Preparing Data Sets¶
We will be primarily using orders and order_items data set to understand about manipulating collections.
- orders is available at path /data/retail_db/orders/part-00000
- order_items is available at path /data/retail_db/order_items/part-00000
- orders – columns
- order_id – it is of type integer and unique
- order_date – it can be considered as string
- order_customer_id – it is of type integer
- order_status – it is of type string
- order_items – columns
- order_item_id – it is of type integer and unique
- order_item_order_id – it is of type integer and refers to orders.order_id
- order_item_product_id – it is of type integer and refers to products.product_id
- order_item_quantity – it is of type integer and represents number of products as an order item with in an order.

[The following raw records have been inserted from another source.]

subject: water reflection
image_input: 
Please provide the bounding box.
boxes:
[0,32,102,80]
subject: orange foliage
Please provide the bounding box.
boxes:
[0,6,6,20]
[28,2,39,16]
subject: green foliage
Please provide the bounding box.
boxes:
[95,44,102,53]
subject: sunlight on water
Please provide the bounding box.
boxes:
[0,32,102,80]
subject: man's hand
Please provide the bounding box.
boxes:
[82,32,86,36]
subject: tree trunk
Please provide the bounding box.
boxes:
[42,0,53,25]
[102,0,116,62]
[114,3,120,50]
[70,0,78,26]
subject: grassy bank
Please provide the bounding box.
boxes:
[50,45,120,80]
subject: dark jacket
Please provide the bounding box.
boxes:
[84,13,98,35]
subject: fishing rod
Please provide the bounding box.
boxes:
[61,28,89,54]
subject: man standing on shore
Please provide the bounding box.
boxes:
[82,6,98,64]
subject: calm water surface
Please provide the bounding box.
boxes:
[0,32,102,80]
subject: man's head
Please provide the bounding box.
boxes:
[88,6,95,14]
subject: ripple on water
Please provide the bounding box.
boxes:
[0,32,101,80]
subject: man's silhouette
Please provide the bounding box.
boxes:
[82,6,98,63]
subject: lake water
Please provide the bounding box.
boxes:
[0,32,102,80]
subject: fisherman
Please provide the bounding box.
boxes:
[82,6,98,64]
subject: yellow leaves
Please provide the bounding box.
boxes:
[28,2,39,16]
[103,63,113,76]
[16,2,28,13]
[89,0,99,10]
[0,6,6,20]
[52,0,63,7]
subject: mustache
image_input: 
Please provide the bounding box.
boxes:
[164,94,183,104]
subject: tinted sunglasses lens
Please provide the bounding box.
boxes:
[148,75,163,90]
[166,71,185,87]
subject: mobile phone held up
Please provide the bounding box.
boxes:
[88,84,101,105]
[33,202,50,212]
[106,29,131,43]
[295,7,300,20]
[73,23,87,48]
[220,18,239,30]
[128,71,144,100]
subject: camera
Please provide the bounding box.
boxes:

- order_item_subtotal – it is item level revenue (product of order_item_quantity and order_item_product_price)
- order_item_product_price – it is product price for each item with in an order.
- orders is parent data set to order_items and will contain one record per order. Each order can contain multiple items.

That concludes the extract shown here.